To make matters worse, there are dozens of different kinds of boats landing at these piers. No announcement is made when the River Express lands. There is no time schedule posted, etc. The River Express employees make no announcements when they arrive or depart. You merely have to know that you are getting on the correct boat. The boat pictured above is the correct one.

The boats arrive and depart without warning. If you don’t immediately get on, you will not be getting on. It’s that simple (or frustrating depending on whether you get on the correct boat or not).

We took the River Express (there is nothing “express” about it by the way) from Pier 1 (Oriental Pier) to Pier 9 (Tha Chang Pier). Even though the water is seriously polluted, and we had to stand the entire way, the ride was somehow refreshing–much cooler anyway than standing or walking around Bangkok in the middle of the day.

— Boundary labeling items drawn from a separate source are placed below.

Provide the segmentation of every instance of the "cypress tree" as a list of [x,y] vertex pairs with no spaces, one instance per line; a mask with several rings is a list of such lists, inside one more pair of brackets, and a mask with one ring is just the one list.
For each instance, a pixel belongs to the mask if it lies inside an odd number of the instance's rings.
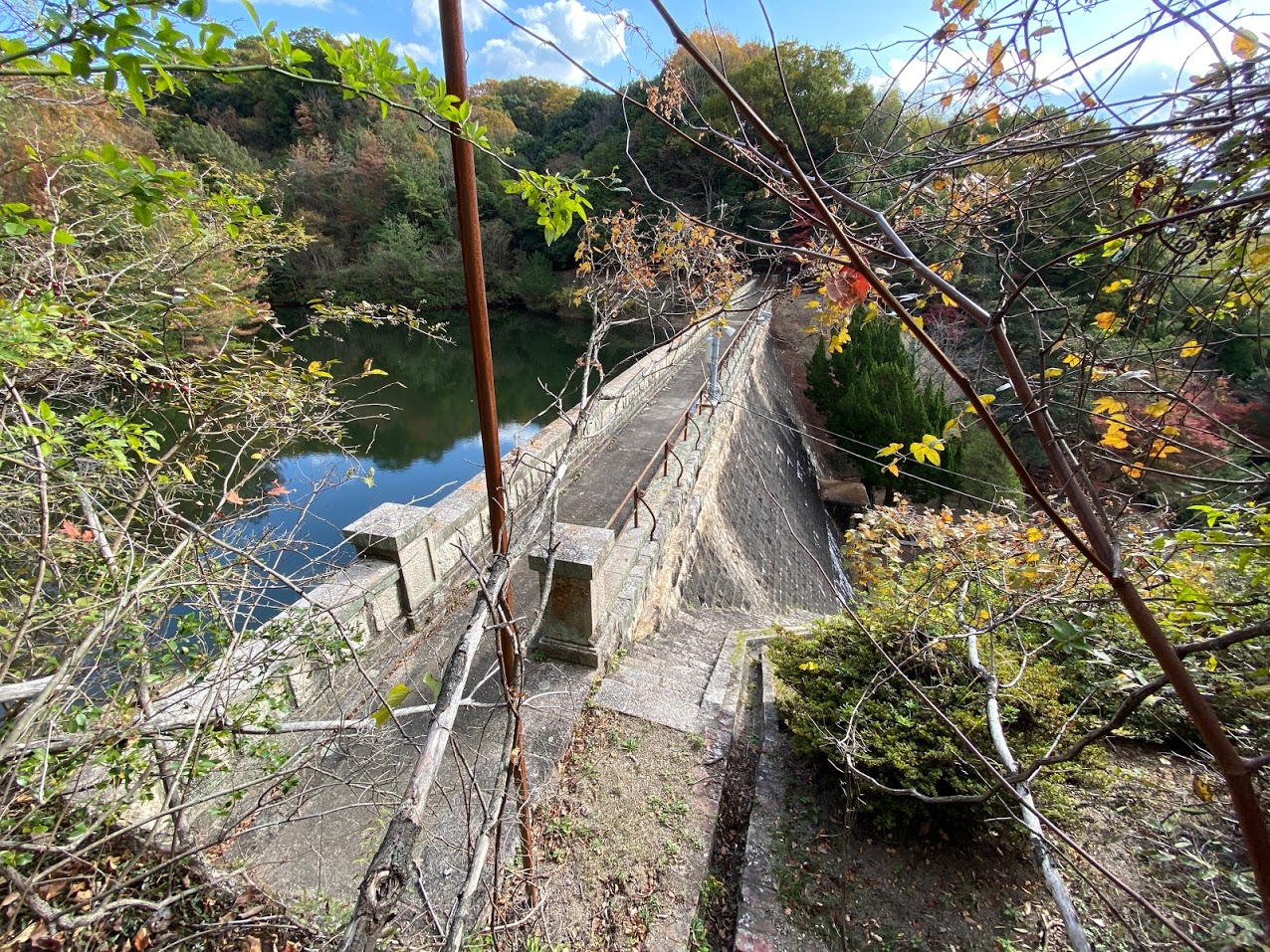
[[822,340],[808,360],[806,381],[808,397],[824,414],[838,446],[852,454],[866,486],[883,487],[888,499],[897,489],[917,499],[958,489],[956,440],[940,454],[941,466],[909,461],[898,479],[875,462],[880,447],[908,447],[927,433],[940,435],[954,416],[944,386],[918,381],[917,360],[904,347],[898,322],[853,324],[851,340],[836,354],[827,353]]

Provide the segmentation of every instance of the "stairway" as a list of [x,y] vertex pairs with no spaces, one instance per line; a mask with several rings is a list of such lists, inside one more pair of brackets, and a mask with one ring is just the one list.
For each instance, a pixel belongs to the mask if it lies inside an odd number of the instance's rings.
[[805,612],[758,616],[698,608],[681,611],[665,627],[635,642],[603,680],[596,703],[665,727],[721,740],[726,749],[742,689],[747,636],[772,625],[794,626]]

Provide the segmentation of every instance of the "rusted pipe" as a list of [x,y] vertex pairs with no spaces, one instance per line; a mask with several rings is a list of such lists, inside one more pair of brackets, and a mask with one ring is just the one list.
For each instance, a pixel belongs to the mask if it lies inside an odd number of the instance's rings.
[[[441,48],[446,62],[446,93],[467,99],[467,53],[464,50],[462,4],[441,0]],[[472,369],[476,376],[476,409],[480,415],[480,442],[485,457],[485,495],[489,499],[489,534],[495,555],[508,548],[507,487],[503,484],[503,453],[498,439],[498,407],[494,400],[494,355],[489,344],[489,308],[485,301],[485,260],[480,246],[480,215],[476,208],[476,159],[472,143],[465,140],[457,123],[450,124],[450,151],[455,164],[455,203],[458,211],[458,244],[464,254],[464,288],[467,296],[467,326],[472,340]],[[525,848],[528,897],[537,905],[533,881],[533,825],[530,815],[528,770],[525,763],[523,725],[516,713],[518,684],[516,627],[512,622],[512,592],[505,589],[498,628],[498,661],[508,710],[516,717],[517,786],[521,793],[521,840]]]

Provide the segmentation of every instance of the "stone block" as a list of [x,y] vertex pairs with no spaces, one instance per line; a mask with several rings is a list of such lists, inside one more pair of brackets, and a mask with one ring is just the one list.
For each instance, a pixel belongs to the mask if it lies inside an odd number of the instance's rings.
[[384,503],[344,527],[344,541],[359,555],[399,561],[398,555],[420,539],[432,527],[432,512],[424,506]]
[[551,556],[555,559],[538,647],[549,658],[601,668],[612,650],[601,628],[608,597],[605,562],[613,532],[558,523],[555,537],[551,552],[544,546],[530,552],[530,567],[538,572],[540,585],[546,583]]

Chao Phraya River bangkok Wat Kalayanmit

A few temples (wat) can be seen from the river. One is Wat Kalayanmit, pictured above. The boat pictured in front of this temple is a long tail boat, which you can rent to cruise the Bangkok waterways or to get to one of Thailand’s many islands.

Chao Phraya River wat arun temple dawn

Another of the temples that can be partially viewed from the Chao Phraya River is Wat Arun (Temple of Dawn).

lunch thai food off Chao Phraya River

Once we arrived at Pier 9 we found ourselves in the middle of a shopping/eating center of sorts. We had brunch at the place above. There are few other places in the world where a family of four can all be happy with their meal and the bill come to less than $10 total.